Con la cara prácticamente escondida tras el café, Sheila volvió a la cocina y, con un suspiro, se sentó a la mesa. No era muy madrugadora, así que Cate suponía que se había puesto el despertador tan temprano para poder estar un rato a solas con su hija.
– ¿Qué magdalenas haces hoy? -preguntó Sheila con una voz muy ronca.
– De mantequilla de manzana -respondió Cate con una sonrisa-. Encontré la receta en Internet.
– Apuesto a que la mantequilla de manzana no la encontraste en el colmado de mala muerte que hay al otro lado de la calle.
– No, lo pedí por Internet en una tienda de Sevierville, en Tennessee -Cate ignoró la indirecta, en primer lugar, porque era verdad y, en segundo lugar, porque si se hubiera ido a vivir a Nueva York, su madre también habría encontrado defectos a la ciudad de los rascacielos, porque su problema era que quería tener a su hija y a sus nietos cerca.
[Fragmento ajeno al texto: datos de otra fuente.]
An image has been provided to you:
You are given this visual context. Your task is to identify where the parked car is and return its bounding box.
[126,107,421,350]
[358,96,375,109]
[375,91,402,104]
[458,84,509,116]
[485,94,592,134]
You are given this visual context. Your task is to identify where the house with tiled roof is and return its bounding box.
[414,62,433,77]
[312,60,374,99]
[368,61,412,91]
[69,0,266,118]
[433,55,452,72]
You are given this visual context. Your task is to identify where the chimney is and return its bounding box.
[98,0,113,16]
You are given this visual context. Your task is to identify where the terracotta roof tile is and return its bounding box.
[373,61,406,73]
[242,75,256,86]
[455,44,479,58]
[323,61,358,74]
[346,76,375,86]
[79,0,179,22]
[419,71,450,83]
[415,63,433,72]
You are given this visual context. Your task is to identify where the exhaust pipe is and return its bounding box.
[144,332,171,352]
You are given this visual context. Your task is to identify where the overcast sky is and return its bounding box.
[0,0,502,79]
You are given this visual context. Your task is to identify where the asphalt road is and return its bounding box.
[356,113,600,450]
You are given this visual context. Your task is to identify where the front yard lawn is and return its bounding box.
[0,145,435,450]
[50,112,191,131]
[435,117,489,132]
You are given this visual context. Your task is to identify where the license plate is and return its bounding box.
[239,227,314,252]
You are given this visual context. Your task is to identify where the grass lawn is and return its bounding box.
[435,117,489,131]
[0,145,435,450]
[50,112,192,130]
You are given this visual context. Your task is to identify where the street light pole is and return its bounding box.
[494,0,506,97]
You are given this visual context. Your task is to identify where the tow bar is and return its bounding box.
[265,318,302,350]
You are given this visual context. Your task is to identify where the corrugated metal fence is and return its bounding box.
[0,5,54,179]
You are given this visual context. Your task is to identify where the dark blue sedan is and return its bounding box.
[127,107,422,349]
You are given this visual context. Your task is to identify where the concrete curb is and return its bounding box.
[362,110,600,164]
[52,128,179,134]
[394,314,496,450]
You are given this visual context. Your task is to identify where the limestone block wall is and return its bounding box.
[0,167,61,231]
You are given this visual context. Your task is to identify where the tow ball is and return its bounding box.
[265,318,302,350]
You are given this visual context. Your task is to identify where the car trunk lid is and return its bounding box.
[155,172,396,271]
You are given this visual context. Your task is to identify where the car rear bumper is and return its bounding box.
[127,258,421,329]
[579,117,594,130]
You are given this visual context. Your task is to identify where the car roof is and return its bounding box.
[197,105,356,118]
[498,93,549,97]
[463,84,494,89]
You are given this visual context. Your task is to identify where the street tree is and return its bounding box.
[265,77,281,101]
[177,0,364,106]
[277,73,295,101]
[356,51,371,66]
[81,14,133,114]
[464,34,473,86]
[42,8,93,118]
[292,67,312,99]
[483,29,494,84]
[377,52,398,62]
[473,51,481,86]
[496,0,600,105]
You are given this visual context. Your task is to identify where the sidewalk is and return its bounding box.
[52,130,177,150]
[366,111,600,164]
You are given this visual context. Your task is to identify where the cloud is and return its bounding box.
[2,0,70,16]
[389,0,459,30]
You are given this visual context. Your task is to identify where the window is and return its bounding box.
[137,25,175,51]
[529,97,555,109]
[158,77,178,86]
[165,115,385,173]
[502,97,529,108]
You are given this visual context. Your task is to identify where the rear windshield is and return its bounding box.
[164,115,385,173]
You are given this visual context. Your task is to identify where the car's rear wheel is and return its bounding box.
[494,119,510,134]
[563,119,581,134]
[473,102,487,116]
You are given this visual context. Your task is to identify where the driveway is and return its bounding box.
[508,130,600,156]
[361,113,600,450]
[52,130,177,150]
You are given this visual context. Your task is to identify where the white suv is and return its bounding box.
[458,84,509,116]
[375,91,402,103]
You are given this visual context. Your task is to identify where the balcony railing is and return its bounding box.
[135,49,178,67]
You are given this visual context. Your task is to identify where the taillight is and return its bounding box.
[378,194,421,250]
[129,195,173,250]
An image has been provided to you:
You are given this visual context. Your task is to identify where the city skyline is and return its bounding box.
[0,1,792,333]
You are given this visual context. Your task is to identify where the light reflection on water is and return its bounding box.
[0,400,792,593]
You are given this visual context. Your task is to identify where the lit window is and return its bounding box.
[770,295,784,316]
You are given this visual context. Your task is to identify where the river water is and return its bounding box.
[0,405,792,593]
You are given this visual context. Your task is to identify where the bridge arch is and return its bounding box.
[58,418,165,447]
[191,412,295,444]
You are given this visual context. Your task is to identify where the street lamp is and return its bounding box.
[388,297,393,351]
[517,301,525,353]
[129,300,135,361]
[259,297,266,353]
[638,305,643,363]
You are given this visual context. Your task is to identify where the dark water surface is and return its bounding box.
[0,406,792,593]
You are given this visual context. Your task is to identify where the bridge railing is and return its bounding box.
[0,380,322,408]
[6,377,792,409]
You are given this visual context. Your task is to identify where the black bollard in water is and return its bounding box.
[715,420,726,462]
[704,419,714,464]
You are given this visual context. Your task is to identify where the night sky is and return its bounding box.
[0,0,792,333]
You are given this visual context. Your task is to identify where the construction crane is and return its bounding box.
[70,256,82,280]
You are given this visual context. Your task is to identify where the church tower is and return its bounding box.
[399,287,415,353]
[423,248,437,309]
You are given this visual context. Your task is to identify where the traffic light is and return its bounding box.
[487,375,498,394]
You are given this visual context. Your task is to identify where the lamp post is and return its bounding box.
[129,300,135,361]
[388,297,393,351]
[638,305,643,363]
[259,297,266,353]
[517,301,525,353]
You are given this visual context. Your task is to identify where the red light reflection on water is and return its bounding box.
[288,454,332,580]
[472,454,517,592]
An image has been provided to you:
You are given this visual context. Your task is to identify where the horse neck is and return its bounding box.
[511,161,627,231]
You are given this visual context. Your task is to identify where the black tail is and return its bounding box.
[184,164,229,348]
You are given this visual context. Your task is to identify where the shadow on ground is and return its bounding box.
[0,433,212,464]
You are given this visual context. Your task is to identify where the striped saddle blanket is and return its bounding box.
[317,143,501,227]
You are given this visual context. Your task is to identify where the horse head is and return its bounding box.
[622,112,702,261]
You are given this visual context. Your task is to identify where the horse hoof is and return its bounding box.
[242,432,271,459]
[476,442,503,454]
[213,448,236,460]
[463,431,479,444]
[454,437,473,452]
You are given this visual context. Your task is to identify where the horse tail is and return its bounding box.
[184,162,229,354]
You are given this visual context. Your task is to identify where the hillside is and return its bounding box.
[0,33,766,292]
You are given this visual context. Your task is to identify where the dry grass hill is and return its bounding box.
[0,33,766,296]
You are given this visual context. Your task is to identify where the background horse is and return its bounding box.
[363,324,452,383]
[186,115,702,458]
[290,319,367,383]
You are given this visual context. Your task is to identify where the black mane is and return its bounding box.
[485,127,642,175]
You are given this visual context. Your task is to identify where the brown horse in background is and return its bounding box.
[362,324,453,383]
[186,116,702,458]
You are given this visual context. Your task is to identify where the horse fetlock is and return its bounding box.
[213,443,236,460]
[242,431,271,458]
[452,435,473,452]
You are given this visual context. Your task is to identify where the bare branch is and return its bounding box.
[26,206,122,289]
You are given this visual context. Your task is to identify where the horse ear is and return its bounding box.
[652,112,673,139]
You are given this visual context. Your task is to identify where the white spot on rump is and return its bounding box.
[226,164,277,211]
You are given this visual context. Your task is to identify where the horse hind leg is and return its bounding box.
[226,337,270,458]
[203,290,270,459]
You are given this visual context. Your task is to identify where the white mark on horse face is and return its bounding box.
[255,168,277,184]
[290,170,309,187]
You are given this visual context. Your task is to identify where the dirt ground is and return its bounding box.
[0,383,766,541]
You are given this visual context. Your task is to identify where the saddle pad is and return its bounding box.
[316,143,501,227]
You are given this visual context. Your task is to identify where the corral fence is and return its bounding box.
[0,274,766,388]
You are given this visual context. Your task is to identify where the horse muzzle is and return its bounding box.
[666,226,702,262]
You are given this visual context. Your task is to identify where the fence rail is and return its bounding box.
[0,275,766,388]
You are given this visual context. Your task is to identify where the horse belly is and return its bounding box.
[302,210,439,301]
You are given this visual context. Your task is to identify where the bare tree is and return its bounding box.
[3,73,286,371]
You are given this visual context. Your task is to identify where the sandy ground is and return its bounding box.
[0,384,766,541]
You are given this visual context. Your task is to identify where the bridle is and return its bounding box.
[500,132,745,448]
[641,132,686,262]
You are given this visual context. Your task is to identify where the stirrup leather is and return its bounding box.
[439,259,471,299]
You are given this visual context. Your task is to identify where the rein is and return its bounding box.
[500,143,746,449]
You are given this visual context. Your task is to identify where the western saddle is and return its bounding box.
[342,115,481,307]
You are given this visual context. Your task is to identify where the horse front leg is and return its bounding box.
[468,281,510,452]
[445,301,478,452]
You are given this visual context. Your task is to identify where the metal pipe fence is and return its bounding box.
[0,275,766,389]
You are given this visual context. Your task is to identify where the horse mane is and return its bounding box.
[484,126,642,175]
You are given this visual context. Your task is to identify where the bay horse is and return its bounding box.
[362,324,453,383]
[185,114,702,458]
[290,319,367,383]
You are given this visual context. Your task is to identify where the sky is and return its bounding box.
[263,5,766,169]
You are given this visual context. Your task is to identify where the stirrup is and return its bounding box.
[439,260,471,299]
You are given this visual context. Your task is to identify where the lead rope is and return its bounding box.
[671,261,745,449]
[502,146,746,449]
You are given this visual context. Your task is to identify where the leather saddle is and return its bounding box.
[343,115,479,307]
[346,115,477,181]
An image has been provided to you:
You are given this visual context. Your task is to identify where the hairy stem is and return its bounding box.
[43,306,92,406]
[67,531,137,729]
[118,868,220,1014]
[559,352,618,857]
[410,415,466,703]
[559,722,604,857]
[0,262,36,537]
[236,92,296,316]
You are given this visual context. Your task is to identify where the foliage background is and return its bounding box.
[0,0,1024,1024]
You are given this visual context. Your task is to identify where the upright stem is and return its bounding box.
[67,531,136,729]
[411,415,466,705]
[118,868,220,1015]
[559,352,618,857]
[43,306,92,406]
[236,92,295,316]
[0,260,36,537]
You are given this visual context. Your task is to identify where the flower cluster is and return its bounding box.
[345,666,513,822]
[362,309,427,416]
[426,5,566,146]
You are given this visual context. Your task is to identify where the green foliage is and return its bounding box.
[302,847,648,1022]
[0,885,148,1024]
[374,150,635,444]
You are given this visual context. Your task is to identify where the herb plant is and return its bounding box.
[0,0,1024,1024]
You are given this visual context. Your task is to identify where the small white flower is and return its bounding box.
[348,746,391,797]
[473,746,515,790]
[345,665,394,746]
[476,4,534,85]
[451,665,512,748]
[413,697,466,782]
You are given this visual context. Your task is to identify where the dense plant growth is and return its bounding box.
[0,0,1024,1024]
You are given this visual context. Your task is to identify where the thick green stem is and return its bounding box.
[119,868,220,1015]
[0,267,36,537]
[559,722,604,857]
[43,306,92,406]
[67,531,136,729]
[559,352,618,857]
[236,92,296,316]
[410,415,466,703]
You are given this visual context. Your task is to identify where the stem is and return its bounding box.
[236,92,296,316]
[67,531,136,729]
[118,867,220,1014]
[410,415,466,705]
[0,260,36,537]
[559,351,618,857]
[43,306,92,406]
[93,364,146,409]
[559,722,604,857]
– Tanner ya habla un poco más -comentó Sheila a continuación mientras se apartaba un mechón rubio de la cara. Era una mujer muy guapa y Cate siempre quiso haber heredado la cara de su madre y no aquella mezcla de rasgos que lucía.
– Cuando quiere. He llegado a la conclusión de que calla para que Tucker hable y se meta en líos él sólito -con una sonrisa, le explicó lo que había pasado con las herramientas del señor Harris y cómo Tanner había aprendido, no sabía cómo, las reglas básicas de la aritmética y supo que sólo le quedaban ocho minutos en la silla de castigo.